Obstructive Sleep Apnea (OSA)

Obstructive sleep apnea (OSA) accounts for one of over 80 varieties of sleep apnea. It is the only type which elicits physiologic obstruction of the upper airway, and happens to be the most common type found in the United States. It is estimated that almost half of the U.S. population over the age of 25 have obstructive sleep apnea (158.4 million adults). Unfortunately, over 25 million of them will remain undiagnosed. General awareness and adequate understanding of this condition is crucial in challenge to improve these statistics. More importantly, general practitioners should also begin to implement a high index of suspicion in a commitment to recognize this condition.

Obesity is undoubtedly one of the main reasons that we have such a high prevalence of OSA in America. More than one-third of U.S. adults (35.7%) are obese.1 Specifically, the state of Florida has an obesity average of 26.6% (Georgia=28.0%, Alabama=32.0%). Although it is a major contributing factor in the pathophysiology of OSA, obesity is one of many variables in the dynamics that create physiologic obstruction of the upper airway.
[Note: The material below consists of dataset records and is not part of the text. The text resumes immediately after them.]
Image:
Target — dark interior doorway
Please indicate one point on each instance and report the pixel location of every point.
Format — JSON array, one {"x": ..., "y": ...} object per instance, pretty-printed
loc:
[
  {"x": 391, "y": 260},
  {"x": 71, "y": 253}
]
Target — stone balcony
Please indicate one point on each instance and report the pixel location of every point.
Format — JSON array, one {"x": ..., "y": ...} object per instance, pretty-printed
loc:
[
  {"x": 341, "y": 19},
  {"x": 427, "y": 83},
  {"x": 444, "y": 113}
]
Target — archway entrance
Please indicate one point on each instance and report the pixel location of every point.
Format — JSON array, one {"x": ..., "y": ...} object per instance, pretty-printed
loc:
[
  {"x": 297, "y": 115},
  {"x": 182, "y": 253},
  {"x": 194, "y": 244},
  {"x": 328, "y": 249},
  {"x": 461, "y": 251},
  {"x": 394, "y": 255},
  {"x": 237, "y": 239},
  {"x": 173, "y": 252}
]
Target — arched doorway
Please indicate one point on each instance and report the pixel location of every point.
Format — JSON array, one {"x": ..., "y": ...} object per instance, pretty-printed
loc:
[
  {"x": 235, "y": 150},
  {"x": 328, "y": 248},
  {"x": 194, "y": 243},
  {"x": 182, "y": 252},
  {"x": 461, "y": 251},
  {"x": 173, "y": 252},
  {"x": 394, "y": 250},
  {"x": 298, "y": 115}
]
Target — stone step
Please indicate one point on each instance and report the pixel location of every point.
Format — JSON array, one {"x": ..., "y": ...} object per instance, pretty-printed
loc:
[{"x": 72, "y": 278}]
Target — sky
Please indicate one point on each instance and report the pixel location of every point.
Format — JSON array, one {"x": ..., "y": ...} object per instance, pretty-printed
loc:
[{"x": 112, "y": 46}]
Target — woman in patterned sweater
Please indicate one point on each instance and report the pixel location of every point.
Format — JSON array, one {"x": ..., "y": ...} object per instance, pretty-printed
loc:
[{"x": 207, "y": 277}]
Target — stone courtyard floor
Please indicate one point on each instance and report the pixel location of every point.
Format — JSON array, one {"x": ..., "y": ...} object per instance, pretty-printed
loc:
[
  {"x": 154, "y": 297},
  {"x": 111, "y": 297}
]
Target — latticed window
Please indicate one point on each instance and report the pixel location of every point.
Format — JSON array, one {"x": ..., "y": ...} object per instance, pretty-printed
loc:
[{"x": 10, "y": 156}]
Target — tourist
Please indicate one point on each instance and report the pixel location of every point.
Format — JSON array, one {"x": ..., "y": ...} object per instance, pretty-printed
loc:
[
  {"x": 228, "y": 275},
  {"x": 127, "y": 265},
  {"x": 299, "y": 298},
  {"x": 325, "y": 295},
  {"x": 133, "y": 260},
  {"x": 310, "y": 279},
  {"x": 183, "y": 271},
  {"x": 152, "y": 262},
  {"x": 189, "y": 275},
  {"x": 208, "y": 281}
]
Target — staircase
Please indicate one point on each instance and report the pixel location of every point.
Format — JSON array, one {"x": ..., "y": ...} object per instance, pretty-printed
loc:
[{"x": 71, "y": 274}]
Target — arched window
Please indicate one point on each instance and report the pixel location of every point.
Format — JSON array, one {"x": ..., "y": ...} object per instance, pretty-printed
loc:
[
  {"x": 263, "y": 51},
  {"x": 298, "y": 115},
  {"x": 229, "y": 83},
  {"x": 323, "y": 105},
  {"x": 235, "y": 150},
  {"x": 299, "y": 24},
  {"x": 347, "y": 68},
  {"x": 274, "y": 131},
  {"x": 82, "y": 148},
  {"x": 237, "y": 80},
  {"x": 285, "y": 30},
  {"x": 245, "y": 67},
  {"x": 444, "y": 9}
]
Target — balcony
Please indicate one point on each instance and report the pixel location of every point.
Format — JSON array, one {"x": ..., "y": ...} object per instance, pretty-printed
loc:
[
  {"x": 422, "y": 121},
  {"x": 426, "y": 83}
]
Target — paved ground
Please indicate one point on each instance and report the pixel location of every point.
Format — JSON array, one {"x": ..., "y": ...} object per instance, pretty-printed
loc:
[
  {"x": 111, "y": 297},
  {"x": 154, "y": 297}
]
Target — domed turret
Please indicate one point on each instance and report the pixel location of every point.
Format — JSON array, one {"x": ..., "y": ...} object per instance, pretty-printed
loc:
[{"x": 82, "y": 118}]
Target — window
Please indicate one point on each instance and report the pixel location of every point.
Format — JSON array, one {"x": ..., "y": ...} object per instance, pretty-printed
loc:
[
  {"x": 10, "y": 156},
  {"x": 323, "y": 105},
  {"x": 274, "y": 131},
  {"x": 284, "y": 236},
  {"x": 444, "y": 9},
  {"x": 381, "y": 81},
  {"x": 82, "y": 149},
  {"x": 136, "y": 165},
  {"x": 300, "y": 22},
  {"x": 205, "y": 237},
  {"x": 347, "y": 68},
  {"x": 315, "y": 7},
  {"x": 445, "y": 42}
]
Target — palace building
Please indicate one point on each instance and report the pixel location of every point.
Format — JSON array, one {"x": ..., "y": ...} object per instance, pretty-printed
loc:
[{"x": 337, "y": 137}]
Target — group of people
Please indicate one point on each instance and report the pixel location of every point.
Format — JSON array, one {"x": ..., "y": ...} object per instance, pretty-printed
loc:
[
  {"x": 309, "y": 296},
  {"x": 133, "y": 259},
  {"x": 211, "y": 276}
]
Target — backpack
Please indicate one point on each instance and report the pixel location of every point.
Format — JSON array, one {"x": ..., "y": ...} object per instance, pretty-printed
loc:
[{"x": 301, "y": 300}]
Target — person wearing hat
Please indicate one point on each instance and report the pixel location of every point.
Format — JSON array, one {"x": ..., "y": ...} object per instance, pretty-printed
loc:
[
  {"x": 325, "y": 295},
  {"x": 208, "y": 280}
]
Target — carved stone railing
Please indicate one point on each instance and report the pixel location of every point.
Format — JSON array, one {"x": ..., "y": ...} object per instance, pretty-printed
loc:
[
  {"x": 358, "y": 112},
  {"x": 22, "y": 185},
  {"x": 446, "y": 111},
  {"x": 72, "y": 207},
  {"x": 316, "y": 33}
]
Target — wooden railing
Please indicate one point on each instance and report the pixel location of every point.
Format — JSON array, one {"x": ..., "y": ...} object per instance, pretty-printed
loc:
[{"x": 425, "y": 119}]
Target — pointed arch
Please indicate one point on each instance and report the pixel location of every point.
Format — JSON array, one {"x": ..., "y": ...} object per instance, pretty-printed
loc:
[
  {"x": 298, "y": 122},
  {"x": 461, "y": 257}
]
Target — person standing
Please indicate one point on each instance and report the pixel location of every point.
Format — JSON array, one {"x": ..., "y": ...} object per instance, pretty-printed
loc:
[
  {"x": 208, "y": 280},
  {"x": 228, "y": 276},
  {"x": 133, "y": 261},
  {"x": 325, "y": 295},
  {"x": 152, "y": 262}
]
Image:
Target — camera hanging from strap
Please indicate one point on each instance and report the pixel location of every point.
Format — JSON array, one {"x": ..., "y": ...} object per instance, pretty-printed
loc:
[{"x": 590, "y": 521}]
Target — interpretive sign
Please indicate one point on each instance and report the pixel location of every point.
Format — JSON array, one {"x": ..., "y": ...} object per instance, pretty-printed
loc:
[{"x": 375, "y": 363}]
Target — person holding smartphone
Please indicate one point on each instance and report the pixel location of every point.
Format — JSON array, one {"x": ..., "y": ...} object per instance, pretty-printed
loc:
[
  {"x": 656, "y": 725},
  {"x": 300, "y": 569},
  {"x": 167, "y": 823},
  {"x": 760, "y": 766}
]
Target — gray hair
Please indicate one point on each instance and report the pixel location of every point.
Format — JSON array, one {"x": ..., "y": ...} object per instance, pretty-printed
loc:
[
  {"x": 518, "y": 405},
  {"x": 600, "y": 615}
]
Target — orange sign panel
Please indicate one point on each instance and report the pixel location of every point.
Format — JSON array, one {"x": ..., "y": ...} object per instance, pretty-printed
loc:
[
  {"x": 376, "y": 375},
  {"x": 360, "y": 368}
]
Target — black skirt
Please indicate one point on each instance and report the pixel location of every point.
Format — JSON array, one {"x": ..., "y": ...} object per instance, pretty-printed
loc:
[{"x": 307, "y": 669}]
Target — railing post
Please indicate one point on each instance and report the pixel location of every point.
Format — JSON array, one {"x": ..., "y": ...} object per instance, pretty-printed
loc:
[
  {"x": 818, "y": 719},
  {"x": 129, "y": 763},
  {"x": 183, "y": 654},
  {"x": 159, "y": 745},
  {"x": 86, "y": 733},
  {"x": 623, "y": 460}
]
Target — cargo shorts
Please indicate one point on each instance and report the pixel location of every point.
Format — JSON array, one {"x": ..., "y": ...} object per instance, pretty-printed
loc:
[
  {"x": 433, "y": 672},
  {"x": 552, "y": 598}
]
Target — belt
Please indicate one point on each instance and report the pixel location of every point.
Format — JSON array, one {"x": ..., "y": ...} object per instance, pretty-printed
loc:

In advance of exploring the various treatment modalities for OSA, we will review the basic physiology. First, in the most pragmatic sense, OSA essentially represents the obstruction of the airflow that flows into the upper airway from the mouth and nose. During its course to the trachea, it encounters resistance in a variety of ways, each contributing to the ‘obstruction’ in OSA. There are complex dynamics that come into play to ultimately produce the ‘obstruction’ and there is an evolving expansion in our understanding of these complex mechanisms involved. Aside from anatomy, these additional variables include vascular and neuromuscular tone and reflexes, central ventilatory control, sleep and arousal effects, surface tension forces, lung volume effects and expiratory collapse, all intricately involved in the maintenance of upper airway stability and dynamics.2

Because of the disproportionate anatomy of the upper airway and its supporting structures in adults, , there is great variability in the site(s) of obstruction that are often distinct in every patient.3 The site-specific and highly variable obstruction can be divided into three basic anatomic (Table I).2,4,5 They include the nasal cavity/nasopharynx , oropharynx/base of tongue and the hypopharynx.

In children, the leading cause for OSA is adeno-tonsillar hypertrophy. Additional factors that have a major role in creating upper airway obstruction in children includes skeletal and craniofacial variability and aberrations that alter airway size and resistance.6,7 The focus of our discussion will be on adults.

Because of the numerous anatomic sites that may cause the obstruction(s) in OSA, there are multiple types of surgery available. But their effectiveness is purely based on judicious selection by the surgeon to target the sites of obstruction. In other words, each patient’s unique anatomy requires a uniquely tailored surgical plan which may target multiple sites in the upper airway. This is unlike other definitive surgical options such as an appendectomy or a cholecystectomy, as the numerous available surgical options for OSA also pose a challenge in selection that may result in unpredictable outcomes. So, there is admittedly a lack of a mainstay surgery to use as the ‘silver bullet’.

Nonetheless, these surgical options are evolving in their technique but their selective use remains crucial in delivering best results. The past decade has been a renaissance in terms of our understanding of sleep and upper airway dynamics, allowing sleep apnea surgeons to offer more effective surgery for OSA. Now that we have the variety in the types of surgeries for OSA, the main challenge that limits surgical success lies in the methods used to match the surgery with the patient’s examination findings.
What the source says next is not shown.